Wenn wir nun die Interleaver-Tabelle mit dem Vektor jk spezifizieren und unser Modell simulieren, erhalten wir ein falsches Ergebnis. Wir sehen uns darum den Standard noch einmal an und stellen fest, dass darin mk und jk Schreibadressen sind, während der Interleaver-Block in unserem Modell Leseadressen verlangt. Dieser Fehler lässt sich leicht korrigieren, indem wir den Vektor mit der Sort-Funktion von MATLAB passend permutieren.

Beide Fehler waren reine Übersetzungsfehler und wurden nicht durch Mehrdeutigkeiten oder unvollständige Angaben im veröffentlichten Standard hervorgerufen – trotzdem hätten wir sie ohne die Testvektoren leicht übersehen können. Unsere erste Implementierung hätte bei der Bitfehlerrate und bei anderen Tests sogar annehmbare Ergebnisse geliefert. Dennoch hätte sie eine absolut inkompatible Hardware erzeugt.

Aufbau des Empfängers mit Hilfe der ausführbaren Spezifikation

Wie die meisten Kommunikationsstandards spezifiziert auch WiMAX nur die Signalverarbeitung im Sender. Dieser Ansatz garantiert einerseits die Interoperabilität, lässt aber andererseits den Herstellern freie Hand bei der Wahl der Implementierung ihres Empfängers.

Mit dem fertigen Simulink-Modell des WiMAX-Senders können wir einen standardkonformen Empfänger entwickeln. Das Modell sorgt dabei für Kontinuität, vermeidet Fehlinterpretationen und stellt gleichzeitig einen natürlichen Prüfstand für den Empfängerentwurf dar. Auf diese Weise haben wir nicht nur eine kleine Zahl von Testvektoren zur Hand, sondern können praktisch unendlich viele Test­fälle mit dem Modell erzeugen.

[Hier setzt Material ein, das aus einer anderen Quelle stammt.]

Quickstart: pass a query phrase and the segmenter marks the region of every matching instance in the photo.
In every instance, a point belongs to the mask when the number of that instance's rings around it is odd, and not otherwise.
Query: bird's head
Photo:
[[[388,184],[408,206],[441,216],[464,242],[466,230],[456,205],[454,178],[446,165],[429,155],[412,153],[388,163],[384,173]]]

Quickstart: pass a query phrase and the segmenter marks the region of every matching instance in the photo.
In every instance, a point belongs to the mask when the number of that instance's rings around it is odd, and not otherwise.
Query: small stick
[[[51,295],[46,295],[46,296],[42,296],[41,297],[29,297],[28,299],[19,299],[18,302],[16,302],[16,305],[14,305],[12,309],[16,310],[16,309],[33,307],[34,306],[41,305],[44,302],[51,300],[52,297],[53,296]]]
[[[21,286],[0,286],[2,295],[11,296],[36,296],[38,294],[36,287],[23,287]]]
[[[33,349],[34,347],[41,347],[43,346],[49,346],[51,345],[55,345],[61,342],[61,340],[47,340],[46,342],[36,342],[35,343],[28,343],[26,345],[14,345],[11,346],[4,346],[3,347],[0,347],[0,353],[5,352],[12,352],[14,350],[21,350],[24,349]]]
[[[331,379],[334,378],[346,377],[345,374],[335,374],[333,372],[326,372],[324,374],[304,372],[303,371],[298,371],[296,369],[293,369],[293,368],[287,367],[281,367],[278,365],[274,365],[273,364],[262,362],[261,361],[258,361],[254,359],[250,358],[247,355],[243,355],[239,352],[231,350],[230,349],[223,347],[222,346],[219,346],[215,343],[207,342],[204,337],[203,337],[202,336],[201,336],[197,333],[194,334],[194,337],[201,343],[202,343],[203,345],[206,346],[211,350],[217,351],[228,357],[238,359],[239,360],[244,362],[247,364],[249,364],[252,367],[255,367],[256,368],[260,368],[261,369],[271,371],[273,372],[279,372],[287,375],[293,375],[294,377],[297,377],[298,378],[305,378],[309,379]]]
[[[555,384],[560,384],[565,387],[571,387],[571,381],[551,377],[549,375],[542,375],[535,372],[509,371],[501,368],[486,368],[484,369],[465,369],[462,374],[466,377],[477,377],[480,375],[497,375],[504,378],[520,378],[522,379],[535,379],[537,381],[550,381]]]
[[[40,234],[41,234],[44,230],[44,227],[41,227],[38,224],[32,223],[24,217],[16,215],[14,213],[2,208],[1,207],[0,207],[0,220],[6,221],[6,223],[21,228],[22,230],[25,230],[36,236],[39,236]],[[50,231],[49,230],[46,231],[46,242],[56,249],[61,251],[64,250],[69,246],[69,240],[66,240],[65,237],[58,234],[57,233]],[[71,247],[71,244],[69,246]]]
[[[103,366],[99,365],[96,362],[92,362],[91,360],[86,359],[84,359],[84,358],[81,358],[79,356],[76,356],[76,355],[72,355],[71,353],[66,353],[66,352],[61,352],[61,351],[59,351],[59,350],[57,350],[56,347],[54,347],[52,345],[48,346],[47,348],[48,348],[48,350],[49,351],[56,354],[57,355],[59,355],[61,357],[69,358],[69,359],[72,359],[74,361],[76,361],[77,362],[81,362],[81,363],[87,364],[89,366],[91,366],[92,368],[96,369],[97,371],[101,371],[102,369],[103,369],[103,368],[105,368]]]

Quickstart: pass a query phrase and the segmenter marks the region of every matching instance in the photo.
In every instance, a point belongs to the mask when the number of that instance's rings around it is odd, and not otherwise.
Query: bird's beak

Eine weitere Anwendung ausführbarer Modelle

Die für die Verabschiedung von Standards zuständigen Einrichtungen stehen vor den gleichen Problemen wie die Entwickler, die die Standards später implementieren. Im ersten Abschnitt des WiMAX-Standards heißt es beispielsweise, dass er eine Vereinigung dreier früherer 802.16-Standards darstellt und dass darin Veränderungen angebracht wurden, die „unkorrektes, mehr­­deutiges und unvollständiges Material ersetzen”. Hätte man bei der Entwicklung und Veröffentlichung dieser älteren Standards ausführbare Modelle eingesetzt, dann könnten sie eindeutiger sein, würden weniger manuelle Übersetzungsarbeit erfordern, und die Modelle könnten gleichzeitig die Grundlage für kritische Konformitätstests bilden.